Confiança do empresário despenca


Indicador de confiança da FGV tem recuo de 9,4% entre abril e junho e reforça os prognósticos desfavoráveis para a economia


  Por Redação DC 02 de Julho de 2015 às 12:21

  | Da equipe de jornalistas do Diário do Comércio


A falta de confiança é generalizada. O Índice de Confiança Empresarial (ICE) da Fundação Getúlio Vargas (FGV), divulgado nesta quinta-feira (02/07), desabou no segundo trimestre, puxado principalmente pelo pessimismo com a situação atual da economia e dos negócios. Com isso, o indicador recuou 9,4% na média de abril a junho em relação ao  primeiro trimestre.

Na média do primeiro trimestre, o ICE caiu 8,6% ante igual trimestre de 2014. Economistas esperavam, em média, um recuo de 0,5% no Produto Interno Bruto (PIB) do período – o que justificaria boa parte do pessimismo.

No entanto, o resultado acima das expectativas não serviu de alento ao mercado. No fim de maio, o Instituto Brasileiro de Geografia e Estatística (IBGE) sinalizou um encolimento de 0,2% na economia nacional. 

Outros dois indicadores de confiança empresarial também mostraram queda. A dos empresários industriais paulistas ficou em 45,9 pontos em junho na pesquisa Sensor da Federação das Indústrias do Estado de São Paulo (Fiesp), ante 43,8 pontos da sondagem de maio.  

O índice de confiança dos empresários de pequenos e médios negócios para o terceiro trimestre atingiu 57,4 pontos, uma queda de 0,5% quando comparado ao do segundo trimestre, de acordo com a pesquisa do Insper/Santander. Com isso, o indicador atingiu o menor nível da série histórica.   

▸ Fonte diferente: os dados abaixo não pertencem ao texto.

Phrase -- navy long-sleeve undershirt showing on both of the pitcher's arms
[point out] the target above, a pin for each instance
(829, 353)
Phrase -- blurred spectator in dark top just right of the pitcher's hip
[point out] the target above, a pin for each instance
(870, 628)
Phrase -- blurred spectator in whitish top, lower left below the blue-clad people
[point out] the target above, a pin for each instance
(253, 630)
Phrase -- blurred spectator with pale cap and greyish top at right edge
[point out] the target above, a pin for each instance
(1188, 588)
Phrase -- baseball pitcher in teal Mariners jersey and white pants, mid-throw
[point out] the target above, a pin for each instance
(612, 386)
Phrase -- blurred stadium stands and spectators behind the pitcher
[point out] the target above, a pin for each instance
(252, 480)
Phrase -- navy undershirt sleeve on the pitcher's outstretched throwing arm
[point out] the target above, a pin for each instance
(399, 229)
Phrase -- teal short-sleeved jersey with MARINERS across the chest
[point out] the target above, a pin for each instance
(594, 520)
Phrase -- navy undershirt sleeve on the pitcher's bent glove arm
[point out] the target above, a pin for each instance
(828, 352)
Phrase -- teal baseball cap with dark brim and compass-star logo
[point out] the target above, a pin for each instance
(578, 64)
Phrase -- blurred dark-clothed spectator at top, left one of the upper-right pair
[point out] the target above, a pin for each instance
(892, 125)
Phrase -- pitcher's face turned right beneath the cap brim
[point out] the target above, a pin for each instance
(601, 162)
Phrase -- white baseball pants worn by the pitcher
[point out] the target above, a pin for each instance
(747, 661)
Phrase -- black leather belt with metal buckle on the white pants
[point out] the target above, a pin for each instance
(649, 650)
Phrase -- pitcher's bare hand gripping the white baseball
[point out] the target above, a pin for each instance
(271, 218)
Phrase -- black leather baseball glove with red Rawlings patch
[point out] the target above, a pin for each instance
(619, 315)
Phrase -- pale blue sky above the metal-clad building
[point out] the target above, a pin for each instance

Essa generalização dos indicadores reforça o ciclo da crise e não oferta qualquer expectativa de melhora no curto e médio prazo, afirma Marcel Solimeo, economista-chefe da Associação Comercial de São Paulo (ACSP). 

"Isso faz com que o empresário jogue na defensiva, não expanda, não invista e se retraia na mesma proporção em que diminui a confiança no futuro", diz.  

A situação é pior ainda mais no âmbito da PMEs que, mesmo numerosas, têm menor capacidade e mais dificuldades para conseguir crédito e administrar o seu mercado, mais estreito e com menos espaço para manobra. 

“É uma profecia autocumprida: todos acham que vai piorar e se preservam, não arriscam. Agora é torcer para que o que está sendo feito este ano [os ajustes do governo] ajudem a economia a ter uma retomada em 2016.”